El exmandatario venezolano Nicolás Maduro y su esposa Cilia Flores comparecieron ante un tribunal federal en Nueva York, en una audiencia clave dentro del proceso judicial que enfrentan por cargos de narcoterrorismo, tráfico de drogas y delitos con armas. Ambos se han declarado no culpables.
Durante la sesión, el juez federal Alvin Hellerstein dejó claro que el caso seguirá su curso al rechazar la solicitud de la defensa de desestimar los cargos.

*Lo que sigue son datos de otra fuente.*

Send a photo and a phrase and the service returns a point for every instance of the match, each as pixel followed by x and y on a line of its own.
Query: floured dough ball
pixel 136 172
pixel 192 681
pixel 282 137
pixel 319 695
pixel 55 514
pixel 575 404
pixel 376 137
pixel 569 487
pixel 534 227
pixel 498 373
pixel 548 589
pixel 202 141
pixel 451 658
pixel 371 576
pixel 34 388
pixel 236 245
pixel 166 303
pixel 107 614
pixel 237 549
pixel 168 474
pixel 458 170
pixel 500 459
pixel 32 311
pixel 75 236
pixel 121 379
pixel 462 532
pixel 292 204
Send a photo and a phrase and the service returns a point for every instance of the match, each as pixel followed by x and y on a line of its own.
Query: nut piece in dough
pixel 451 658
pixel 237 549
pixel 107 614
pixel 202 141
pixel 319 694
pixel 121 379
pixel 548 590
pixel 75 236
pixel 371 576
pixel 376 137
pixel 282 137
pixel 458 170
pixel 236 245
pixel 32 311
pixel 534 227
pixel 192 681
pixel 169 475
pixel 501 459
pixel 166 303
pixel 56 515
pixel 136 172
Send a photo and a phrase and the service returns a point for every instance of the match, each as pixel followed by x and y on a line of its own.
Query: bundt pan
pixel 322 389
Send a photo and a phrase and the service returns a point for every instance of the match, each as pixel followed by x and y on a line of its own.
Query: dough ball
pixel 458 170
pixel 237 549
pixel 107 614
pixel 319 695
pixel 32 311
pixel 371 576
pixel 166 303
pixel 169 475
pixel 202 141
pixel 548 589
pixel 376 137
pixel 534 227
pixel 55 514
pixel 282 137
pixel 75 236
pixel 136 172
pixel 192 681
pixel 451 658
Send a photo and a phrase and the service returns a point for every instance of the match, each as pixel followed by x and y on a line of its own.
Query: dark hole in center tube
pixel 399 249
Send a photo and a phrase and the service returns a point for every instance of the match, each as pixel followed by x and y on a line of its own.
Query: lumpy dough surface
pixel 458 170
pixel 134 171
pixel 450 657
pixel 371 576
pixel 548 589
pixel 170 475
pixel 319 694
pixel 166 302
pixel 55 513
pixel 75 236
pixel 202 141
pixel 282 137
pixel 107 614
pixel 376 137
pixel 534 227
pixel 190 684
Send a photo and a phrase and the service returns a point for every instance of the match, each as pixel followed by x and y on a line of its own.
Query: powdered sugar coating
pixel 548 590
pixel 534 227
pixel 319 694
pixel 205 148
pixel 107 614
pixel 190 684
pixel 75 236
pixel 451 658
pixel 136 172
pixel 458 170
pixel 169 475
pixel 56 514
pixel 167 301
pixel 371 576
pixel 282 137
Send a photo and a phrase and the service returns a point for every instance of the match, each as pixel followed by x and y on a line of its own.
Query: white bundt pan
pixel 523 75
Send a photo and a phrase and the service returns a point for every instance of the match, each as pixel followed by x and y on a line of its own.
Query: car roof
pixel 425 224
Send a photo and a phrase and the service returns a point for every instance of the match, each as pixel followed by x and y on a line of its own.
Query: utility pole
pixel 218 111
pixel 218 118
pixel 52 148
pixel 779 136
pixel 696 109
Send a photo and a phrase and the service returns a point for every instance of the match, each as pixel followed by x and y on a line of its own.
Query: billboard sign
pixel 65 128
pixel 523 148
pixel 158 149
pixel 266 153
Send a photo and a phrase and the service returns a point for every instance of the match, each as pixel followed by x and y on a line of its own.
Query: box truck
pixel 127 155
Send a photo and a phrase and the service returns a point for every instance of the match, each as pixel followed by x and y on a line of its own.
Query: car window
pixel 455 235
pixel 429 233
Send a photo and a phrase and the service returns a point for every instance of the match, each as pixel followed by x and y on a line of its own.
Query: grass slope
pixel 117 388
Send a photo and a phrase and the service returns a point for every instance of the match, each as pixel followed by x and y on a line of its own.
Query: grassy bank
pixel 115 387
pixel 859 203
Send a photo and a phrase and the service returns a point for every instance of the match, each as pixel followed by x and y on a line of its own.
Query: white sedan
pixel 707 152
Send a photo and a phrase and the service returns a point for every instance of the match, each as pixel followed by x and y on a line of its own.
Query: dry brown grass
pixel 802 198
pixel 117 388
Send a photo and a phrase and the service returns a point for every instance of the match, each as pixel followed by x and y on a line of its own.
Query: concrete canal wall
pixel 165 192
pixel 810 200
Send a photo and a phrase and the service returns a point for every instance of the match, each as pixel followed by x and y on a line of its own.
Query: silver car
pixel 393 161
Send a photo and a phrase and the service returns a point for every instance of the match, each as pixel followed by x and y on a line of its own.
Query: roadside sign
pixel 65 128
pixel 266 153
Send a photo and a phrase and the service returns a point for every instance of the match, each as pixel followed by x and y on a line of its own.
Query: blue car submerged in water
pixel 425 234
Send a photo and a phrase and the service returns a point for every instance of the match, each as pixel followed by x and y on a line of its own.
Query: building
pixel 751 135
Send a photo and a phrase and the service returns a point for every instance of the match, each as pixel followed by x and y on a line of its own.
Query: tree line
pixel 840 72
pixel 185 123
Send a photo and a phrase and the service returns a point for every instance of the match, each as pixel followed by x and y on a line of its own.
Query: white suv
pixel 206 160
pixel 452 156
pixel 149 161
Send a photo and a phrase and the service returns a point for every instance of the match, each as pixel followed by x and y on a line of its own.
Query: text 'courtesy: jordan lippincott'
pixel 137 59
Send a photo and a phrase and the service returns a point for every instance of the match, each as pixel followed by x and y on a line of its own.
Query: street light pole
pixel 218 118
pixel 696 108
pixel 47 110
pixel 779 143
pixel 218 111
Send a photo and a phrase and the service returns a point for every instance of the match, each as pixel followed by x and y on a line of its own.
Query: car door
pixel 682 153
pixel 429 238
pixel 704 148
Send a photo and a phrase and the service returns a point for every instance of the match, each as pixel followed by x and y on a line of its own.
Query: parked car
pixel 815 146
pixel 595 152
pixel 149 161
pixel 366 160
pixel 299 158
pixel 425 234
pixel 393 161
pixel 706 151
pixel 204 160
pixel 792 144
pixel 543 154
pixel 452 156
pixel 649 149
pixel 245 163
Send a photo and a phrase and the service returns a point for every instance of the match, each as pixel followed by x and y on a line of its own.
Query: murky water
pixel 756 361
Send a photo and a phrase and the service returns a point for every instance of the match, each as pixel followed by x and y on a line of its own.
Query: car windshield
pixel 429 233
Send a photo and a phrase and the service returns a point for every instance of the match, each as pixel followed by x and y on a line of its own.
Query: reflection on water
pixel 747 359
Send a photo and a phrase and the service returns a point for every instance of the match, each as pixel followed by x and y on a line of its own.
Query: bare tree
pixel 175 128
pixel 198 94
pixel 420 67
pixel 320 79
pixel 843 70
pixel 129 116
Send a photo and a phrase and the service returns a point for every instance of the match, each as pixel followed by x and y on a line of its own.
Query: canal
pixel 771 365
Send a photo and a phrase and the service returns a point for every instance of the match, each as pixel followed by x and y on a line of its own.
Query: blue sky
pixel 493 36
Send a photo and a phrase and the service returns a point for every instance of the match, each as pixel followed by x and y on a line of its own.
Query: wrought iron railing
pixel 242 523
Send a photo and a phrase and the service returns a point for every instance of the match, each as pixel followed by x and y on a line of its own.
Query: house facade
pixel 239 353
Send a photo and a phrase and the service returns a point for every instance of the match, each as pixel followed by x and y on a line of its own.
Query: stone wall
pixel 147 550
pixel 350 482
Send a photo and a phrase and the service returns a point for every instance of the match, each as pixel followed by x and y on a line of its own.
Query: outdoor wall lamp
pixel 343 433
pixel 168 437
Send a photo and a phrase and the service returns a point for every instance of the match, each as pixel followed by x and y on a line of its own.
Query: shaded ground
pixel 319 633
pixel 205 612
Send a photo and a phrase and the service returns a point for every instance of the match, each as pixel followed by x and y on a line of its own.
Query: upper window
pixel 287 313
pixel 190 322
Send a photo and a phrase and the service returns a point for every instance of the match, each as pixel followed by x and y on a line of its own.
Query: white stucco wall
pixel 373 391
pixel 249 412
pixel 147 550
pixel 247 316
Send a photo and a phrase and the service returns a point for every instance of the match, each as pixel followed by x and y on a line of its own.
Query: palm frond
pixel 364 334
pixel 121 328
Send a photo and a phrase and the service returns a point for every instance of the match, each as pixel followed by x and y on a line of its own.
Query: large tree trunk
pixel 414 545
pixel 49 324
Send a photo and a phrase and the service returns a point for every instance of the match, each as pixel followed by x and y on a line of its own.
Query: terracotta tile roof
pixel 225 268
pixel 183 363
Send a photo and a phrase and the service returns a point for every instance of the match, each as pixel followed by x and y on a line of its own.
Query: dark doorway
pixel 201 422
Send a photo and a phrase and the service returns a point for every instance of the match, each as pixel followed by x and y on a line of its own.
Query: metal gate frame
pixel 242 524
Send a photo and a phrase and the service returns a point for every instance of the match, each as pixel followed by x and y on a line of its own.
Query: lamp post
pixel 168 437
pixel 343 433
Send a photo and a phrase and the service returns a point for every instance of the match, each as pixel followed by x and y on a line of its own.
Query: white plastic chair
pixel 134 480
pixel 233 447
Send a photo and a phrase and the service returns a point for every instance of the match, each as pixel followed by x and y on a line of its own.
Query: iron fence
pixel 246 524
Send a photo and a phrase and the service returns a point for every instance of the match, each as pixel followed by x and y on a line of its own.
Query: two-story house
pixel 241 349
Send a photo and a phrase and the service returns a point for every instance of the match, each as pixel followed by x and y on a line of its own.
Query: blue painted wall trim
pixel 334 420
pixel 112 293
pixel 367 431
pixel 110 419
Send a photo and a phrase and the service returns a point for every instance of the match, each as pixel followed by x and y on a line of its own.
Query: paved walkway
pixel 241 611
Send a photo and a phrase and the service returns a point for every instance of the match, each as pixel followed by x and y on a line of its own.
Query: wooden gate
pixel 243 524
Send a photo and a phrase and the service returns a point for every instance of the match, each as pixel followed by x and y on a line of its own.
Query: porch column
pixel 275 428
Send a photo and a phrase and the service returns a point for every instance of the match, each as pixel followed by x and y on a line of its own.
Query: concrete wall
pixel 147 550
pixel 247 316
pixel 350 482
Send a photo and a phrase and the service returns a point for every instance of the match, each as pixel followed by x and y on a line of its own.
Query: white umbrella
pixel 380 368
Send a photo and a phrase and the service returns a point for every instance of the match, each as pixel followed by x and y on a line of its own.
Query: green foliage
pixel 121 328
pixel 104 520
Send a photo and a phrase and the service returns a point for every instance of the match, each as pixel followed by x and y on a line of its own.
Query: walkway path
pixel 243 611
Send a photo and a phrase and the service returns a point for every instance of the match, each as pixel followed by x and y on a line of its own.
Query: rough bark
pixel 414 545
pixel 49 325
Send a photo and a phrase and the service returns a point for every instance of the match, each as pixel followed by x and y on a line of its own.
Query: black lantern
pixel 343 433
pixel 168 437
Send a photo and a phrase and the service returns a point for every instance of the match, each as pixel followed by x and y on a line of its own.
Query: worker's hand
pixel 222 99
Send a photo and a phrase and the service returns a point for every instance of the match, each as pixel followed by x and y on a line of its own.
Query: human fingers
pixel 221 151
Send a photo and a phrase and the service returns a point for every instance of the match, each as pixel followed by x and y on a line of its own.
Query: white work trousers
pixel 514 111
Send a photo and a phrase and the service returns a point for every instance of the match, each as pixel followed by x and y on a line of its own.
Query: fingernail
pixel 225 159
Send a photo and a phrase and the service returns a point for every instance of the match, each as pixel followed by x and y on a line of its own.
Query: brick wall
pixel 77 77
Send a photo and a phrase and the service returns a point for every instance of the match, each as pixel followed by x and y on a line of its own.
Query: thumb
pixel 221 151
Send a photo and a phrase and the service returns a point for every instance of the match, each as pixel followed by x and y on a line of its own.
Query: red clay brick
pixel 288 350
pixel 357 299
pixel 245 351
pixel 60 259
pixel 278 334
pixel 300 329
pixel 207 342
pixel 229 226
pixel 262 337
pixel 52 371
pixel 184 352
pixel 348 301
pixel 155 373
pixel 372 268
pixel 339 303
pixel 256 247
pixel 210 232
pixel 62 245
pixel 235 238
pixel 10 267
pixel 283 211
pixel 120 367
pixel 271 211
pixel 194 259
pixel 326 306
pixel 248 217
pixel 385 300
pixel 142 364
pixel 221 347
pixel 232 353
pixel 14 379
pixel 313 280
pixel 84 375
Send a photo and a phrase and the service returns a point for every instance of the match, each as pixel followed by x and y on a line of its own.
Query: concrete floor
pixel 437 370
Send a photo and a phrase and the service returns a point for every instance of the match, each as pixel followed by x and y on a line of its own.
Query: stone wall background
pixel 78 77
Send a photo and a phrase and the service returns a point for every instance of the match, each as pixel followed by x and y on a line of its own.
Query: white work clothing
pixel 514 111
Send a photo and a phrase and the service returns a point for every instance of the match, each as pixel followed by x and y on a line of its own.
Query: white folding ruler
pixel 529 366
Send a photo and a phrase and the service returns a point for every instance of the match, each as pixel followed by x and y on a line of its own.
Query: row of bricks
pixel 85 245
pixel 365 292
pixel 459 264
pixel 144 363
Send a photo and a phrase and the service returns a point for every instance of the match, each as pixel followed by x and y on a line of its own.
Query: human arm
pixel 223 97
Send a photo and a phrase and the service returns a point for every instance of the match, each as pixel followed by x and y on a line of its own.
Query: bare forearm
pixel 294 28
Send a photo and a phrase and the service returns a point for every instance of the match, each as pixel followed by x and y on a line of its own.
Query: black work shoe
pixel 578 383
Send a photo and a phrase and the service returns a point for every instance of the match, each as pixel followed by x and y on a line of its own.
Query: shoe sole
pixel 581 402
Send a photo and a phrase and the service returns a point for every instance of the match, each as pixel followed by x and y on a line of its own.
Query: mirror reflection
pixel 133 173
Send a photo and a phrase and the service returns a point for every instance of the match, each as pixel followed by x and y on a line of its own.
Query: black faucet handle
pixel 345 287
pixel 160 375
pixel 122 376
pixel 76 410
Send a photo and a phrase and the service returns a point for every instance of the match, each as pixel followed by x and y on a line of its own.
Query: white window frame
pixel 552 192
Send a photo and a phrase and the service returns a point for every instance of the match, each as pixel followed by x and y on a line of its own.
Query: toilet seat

La decisión marca un punto relevante en un proceso que podría prolongarse durante meses o incluso años debido a su complejidad legal.
Uno de los principales argumentos de la defensa, encabezada por el abogado Barry Pollack, se centra en que las sanciones impuestas por Estados Unidos han impedido a los acusados acceder a fondos para costear su representación legal, lo que —según sostienen— vulnera su derecho a una defensa adecuada.
El juez, sin embargo, cuestionó este planteamiento y abrió la posibilidad de revisar si existen mecanismos legales que permitan el uso de recursos bloqueados para cubrir gastos de defensa, en medio de un debate sobre el alcance de las sanciones.
Maduro y Flores permanecen detenidos en una prisión federal en Brooklyn desde su captura a inicios de 2026 y enfrentan acusaciones que, de ser probadas en juicio, podrían derivar en condenas de larga duración.
El caso se desarrolla en uno de los tribunales más importantes de Estados Unidos y ha generado atención internacional, no solo por la gravedad de los cargos, sino también por las implicaciones políticas y legales que podría tener para la región.